Un texte de Wikipen.

Je ne suis pas la seule femme, et sans doute faut-il ajouter quelques hommes, à m’être extasiée de sa plastique.
Combien sont les âmes, par contre, à ne pas s’en être satisfaites ?
Combien sont les âmes qui ont vu s’entrebâiller l’huis de leurs fulgurances artistiques, à force de respect, d’écoute et d’intérêt pour son activité cérébrale, sa volonté d’escalader la perfection, de butiner sur les parois en désordre la justesse qui foisonne ?
De ce qu’il vous insuffle, il n’est d’autres issues pour l’esprit que l’harmonie.
Très vite, j’ai senti mon appétit spirituel se décupler.
Il m’a contaminée d’un pouvoir que sur moi j’exerce, le désir de soustraire mon dégorgement romantique à une certaine cohérence aride.
Surréalisme ?
J’y vois plutôt le trépas d’un esclavage onirique, celui qu’on nous enseigne à tort.

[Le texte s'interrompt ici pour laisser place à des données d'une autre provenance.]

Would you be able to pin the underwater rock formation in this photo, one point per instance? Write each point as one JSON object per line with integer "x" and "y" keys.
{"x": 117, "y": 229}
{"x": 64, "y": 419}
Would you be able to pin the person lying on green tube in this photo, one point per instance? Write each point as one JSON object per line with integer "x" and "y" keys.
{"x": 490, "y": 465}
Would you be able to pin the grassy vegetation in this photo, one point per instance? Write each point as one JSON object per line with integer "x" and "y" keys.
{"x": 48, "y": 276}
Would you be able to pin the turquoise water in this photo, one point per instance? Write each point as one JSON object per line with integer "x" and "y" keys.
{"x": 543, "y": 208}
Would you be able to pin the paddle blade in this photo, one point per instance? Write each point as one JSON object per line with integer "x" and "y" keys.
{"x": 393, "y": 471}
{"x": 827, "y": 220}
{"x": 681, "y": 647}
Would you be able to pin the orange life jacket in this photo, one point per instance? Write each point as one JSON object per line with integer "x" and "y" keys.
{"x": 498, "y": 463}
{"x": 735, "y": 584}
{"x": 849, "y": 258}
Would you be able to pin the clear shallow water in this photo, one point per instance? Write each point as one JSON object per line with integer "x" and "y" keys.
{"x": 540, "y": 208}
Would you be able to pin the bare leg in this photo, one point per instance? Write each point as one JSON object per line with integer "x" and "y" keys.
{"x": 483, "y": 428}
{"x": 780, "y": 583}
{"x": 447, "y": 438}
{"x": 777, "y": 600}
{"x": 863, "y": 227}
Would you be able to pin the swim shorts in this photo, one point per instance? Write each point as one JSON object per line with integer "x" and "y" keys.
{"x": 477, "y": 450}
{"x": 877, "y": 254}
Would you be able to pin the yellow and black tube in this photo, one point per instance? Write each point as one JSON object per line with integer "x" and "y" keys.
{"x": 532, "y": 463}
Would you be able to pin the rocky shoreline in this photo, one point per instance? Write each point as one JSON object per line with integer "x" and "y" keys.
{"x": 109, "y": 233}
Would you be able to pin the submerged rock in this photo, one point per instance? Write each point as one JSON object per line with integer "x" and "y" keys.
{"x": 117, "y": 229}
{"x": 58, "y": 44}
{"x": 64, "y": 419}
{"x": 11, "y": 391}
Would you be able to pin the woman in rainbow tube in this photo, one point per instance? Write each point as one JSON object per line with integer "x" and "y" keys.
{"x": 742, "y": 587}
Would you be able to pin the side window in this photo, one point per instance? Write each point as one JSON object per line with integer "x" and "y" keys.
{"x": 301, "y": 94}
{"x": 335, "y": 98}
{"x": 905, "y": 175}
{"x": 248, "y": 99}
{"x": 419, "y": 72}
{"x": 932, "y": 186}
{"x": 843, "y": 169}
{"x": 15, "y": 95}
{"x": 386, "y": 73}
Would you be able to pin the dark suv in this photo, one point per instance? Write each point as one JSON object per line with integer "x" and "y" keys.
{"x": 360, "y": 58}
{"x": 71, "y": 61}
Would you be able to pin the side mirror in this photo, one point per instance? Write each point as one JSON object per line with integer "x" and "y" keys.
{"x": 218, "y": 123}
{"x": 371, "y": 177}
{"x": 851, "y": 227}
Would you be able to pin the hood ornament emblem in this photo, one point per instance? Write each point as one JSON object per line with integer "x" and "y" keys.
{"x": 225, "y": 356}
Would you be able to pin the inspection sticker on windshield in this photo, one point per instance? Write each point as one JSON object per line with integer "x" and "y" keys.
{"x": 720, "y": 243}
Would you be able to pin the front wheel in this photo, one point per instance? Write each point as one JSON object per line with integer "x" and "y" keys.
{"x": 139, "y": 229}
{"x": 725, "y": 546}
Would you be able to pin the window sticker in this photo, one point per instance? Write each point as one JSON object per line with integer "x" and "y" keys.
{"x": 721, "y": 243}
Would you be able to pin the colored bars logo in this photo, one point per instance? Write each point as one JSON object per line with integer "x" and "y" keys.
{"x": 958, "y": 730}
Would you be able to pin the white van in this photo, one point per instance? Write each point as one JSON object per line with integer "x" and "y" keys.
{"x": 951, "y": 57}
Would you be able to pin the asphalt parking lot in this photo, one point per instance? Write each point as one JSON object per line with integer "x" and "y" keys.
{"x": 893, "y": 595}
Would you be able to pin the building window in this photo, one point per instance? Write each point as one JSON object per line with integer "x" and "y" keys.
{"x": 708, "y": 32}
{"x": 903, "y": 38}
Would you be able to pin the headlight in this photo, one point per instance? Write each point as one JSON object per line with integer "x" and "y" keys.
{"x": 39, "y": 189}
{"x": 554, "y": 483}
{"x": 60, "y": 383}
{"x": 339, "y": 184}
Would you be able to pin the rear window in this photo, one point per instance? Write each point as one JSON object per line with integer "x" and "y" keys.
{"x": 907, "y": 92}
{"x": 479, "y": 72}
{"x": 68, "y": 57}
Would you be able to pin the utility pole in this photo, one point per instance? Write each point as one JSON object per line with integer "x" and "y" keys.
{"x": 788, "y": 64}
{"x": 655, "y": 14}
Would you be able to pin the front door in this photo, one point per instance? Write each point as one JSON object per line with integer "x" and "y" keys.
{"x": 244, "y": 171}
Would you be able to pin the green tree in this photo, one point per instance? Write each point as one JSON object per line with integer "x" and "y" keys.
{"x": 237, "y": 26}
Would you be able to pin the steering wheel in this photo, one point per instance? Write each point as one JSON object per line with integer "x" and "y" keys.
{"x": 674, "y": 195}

Dans l’œuvre de Paul Cézanne, on relève moult accoutumances.
Son obsession à ne plus rien ignorer d’un site en est une.
La Montagne Sainte-Victoire, qu’il peignit maintes fois, constitue l’apogée de son implication.
Il avait assiégé la dent de toutes parts, multipliant tant les toiles que les angles.
Versants rendus plus raides, liberté dans les distances, lumière méprisée, Paul était une diva avec lui-même.
Cependant, est-il venu à l’esprit de certains l’idée que ce peintre n’ait eu le compas dans l’œil qu’en de rares occasions ?
En la matière, qu’on achève mon tic au berceau s’il est un péché mignon.


La beauté sidérale de cet homme tient de l’esprit,
elle provient du sien tandis qu’elle dépend du nôtre.


L’art est un voyage idéal,
ne suivez pas mes traces s’il vous en coûte.